Consistency level ANY counts hints as acknowledgments:

All replicas down:
- Write cannot reach any replica
- Coordinator stores hint locally
- Returns SUCCESS to client

DANGER:
- If coordinator crashes before hint delivery → DATA LOST
- Hint is only on coordinator, not replicated

ANY should almost never be used for important data.

Monitoring Hints

# Check hint accumulation
nodetool tpstats | grep Hint

# View hint files
ls -la /var/lib/cassandra/hints/

# Force hint delivery
nodetool handoffwindow

JMX Metrics:

org.apache.cassandra.metrics:type=Storage,name=TotalHints
org.apache.cassandra.metrics:type=HintsService,name=HintsSucceeded
org.apache.cassandra.metrics:type=HintsService,name=HintsFailed
org.apache.cassandra.metrics:type=HintsService,name=HintsTimedOut

Hint Limitations

Limitation Implication
Hints expire Long outages require repair
Hints use disk Large hint backlog consumes storage
Single copy Coordinator failure loses hints
Not for schema DDL changes do not use hints

Read Reconciliation

During read operations, the coordinator may receive different versions of the same data from multiple replicas. When this divergence is detected, the coordinator determines the authoritative version (based on timestamp) and propagates it to replicas holding stale data.

How It Works

QUORUM read discovers inconsistency:

Client reads user_id=123 with QUORUM (2 of 3 replicas):

N1: user_id=123 → name='Alice', timestamp=1000
N2: user_id=123 → name='Alicia', timestamp=2000  ← Newer

Coordinator:
1. Compares timestamps
2. Returns 'Alicia' (newer) to client
3. Sends repair to N1: "update to 'Alicia' with ts=2000"

After repair:
N1: user_id=123 → name='Alicia', timestamp=2000  ← Fixed
N2: user_id=123 → name='Alicia', timestamp=2000

Reconciliation Modes

Blocking Reconciliation (pre-Cassandra 4.0 default):

Divergence resolution completes BEFORE returning result to client.
- Higher read latency
- Immediate consistency after read

Background Reconciliation (Cassandra 4.0+):

Result returned immediately, propagation occurs asynchronously.
- Lower read latency
- Stale replicas updated after response

Configuration

-- Per-table reconciliation mode (deprecated in 4.0+)
ALTER TABLE my_table WITH read_repair = 'BLOCKING';
-- or
ALTER TABLE my_table WITH read_repair = 'NONE';
# cassandra.yaml (Cassandra 4.0+)
# Reconciliation is always attempted when divergence is detected
# No configuration needed

Limitations

Limitation Implication
Query-driven Only data that is read undergoes reconciliation
Single partition scope Does not propagate across partition boundaries
Requires multiple replicas CL=ONE reads contact only one replica (no comparison possible)

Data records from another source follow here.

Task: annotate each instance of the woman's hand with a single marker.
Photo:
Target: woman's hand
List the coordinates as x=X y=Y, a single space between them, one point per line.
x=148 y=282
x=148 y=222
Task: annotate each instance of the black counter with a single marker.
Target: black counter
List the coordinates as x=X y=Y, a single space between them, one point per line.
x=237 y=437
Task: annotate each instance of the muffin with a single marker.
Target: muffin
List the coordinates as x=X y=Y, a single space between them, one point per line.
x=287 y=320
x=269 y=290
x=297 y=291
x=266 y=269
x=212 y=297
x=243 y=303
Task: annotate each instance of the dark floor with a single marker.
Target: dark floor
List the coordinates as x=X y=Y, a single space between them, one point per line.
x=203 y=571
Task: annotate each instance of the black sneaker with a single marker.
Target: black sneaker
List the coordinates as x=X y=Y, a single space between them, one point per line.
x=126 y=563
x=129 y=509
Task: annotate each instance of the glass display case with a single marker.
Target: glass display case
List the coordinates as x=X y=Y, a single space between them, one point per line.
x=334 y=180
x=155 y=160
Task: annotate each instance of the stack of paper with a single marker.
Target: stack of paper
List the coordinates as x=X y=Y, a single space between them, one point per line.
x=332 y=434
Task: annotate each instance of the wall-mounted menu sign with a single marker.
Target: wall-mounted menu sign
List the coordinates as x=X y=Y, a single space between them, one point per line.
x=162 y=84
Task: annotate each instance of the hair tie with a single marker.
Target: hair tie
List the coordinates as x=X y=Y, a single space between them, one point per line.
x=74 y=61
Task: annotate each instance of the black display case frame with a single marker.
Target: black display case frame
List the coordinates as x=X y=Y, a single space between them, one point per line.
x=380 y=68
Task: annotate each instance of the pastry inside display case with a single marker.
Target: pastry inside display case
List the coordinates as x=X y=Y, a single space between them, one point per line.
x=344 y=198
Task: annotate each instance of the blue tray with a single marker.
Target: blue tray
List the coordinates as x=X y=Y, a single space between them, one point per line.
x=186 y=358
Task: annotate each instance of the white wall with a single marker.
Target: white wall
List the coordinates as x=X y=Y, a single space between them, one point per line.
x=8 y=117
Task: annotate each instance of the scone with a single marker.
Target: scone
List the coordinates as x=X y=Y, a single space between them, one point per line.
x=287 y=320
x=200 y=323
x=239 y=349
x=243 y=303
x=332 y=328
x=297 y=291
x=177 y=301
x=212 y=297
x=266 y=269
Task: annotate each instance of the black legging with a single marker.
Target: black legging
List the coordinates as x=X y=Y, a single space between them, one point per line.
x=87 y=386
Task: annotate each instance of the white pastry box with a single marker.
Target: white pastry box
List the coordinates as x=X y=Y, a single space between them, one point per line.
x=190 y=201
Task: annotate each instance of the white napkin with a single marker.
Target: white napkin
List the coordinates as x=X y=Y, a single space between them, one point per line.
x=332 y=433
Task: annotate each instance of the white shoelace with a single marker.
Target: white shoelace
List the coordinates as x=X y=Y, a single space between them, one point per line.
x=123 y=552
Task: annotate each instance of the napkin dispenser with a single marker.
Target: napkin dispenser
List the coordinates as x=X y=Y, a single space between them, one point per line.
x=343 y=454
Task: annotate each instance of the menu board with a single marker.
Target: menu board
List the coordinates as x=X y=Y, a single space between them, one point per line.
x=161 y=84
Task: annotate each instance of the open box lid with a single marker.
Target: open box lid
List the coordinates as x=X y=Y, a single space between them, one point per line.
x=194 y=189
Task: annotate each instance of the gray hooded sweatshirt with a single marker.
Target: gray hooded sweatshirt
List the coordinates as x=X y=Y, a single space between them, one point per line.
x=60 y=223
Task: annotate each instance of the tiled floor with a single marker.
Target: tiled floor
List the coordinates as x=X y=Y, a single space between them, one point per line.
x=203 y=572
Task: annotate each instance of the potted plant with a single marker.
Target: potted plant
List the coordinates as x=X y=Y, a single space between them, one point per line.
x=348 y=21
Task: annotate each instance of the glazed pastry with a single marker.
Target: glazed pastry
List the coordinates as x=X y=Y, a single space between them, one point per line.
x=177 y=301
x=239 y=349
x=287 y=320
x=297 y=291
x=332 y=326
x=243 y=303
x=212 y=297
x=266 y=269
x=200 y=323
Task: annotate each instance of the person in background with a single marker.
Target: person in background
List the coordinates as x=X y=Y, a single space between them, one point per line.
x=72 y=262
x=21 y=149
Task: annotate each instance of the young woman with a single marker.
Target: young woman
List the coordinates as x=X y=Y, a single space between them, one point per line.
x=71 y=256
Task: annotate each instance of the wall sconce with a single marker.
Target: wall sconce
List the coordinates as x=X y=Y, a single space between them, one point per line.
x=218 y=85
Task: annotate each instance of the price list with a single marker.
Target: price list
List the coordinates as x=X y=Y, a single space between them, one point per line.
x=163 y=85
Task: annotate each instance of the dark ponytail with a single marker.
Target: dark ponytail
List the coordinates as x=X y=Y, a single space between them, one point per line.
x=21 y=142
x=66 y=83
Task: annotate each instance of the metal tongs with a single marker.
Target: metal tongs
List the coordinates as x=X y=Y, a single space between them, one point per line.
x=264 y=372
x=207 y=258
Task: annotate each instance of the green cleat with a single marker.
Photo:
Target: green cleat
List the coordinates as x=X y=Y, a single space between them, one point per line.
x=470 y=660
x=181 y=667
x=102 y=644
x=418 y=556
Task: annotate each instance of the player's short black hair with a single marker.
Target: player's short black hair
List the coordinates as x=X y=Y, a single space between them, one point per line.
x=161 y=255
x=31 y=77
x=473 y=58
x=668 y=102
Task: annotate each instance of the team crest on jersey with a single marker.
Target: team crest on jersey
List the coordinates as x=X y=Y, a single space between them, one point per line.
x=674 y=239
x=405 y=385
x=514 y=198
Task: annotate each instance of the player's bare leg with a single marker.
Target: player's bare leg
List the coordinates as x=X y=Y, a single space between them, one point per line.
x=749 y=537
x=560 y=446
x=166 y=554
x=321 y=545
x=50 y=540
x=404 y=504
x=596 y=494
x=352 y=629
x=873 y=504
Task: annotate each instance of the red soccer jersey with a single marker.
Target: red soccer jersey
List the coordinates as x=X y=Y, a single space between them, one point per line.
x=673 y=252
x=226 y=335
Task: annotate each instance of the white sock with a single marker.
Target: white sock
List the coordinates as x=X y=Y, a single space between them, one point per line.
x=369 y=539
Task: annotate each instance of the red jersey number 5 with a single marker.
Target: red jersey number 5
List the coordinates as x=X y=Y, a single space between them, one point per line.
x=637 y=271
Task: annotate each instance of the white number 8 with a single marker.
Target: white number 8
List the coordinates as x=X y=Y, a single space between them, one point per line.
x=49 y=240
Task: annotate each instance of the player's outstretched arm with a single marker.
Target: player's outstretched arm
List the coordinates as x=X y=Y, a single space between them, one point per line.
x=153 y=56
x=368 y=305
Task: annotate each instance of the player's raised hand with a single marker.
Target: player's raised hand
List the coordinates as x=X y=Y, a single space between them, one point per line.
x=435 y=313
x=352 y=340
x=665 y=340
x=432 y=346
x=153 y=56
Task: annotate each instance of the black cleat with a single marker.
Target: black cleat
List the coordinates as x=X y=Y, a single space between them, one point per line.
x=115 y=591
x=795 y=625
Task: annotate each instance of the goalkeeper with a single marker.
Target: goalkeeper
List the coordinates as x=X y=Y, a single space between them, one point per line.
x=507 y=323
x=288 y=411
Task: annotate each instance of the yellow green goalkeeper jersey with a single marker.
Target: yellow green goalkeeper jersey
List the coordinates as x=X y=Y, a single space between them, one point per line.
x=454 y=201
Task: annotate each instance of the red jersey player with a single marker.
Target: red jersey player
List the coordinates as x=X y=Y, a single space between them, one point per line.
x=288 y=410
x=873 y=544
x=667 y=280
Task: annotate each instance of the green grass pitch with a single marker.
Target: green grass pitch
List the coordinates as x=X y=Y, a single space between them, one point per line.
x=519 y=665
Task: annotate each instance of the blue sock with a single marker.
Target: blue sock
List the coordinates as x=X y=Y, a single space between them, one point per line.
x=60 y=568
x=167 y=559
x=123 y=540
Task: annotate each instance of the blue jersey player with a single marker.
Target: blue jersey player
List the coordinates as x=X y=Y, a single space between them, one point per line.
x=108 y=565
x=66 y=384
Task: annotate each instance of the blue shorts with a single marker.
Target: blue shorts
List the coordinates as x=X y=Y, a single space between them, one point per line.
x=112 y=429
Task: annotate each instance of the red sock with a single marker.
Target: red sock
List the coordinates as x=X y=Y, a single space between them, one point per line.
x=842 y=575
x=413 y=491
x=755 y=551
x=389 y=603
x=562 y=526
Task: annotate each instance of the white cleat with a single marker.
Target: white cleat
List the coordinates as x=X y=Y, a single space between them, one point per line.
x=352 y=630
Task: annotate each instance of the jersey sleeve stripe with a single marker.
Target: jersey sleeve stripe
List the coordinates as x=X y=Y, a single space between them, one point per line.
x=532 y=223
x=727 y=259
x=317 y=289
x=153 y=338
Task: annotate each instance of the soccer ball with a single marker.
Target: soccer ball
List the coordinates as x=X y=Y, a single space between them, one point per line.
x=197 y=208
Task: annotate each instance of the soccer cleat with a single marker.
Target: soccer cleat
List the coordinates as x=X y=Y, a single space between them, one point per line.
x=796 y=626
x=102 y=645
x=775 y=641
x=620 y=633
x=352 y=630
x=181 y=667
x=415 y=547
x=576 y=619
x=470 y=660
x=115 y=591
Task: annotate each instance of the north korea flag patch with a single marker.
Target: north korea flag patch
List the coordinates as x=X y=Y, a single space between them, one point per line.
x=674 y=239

Merkle Tree Synchronization

Merkle tree synchronization (nodetool repair) is the definitive mechanism for achieving replica convergence across the entire dataset. Unlike hinted handoff and read reconciliation, which operate opportunistically, this process systematically compares and synchronizes all data within a token range.

Why Scheduled Synchronization Is Necessary

Scenarios where hinted handoff and read reconciliation are insufficient:

1. Node down longer than hint window
   - Hints expired
   - Data never written to that replica

2. Data never read
   - Read reconciliation only affects data that is queried
   - Cold data remains divergent

3. Deleted data (tombstones)
   - Tombstones must propagate to all replicas
   - If tombstone doesn't reach a replica before gc_grace_seconds,
     deleted data can resurrect

4. Schema changes during outage
   - Hints do not handle schema changes
   - Synchronization aligns data to current schema

The Merkle Tree Algorithm

Merkle trees, introduced by Ralph Merkle (Merkle, R., 1987, "A Digital Signature Based on a Conventional Encryption Function"), enable efficient comparison of large datasets by hierarchically hashing data segments. When two replicas exchange only their root hashes, a mismatch indicates divergence somewhere in the dataset. By recursively comparing child hashes, the algorithm identifies exactly which segments differ—requiring only O(log n) comparisons rather than comparing every record.

uml diagram

Synchronization Modes

Full Synchronization:

nodetool repair -full keyspace_name
  • Compares all data regardless of previous synchronization state
  • Required after topology changes (node additions, removals)
  • Most thorough, highest resource consumption

Incremental Synchronization:

nodetool repair keyspace_name
  • Compares only data written since last synchronization
  • SSTables are marked as "repaired" or "unrepaired"
  • Lower overhead for regular maintenance

Subrange Synchronization:

nodetool repair -st <start_token> -et <end_token> keyspace_name
  • Limits comparison to specific token range
  • Enables parallelization across nodes

The gc_grace_seconds Constraint

Tombstones (deletion markers) have a finite lifespan defined by gc_grace_seconds. This parameter creates a critical constraint on synchronization frequency.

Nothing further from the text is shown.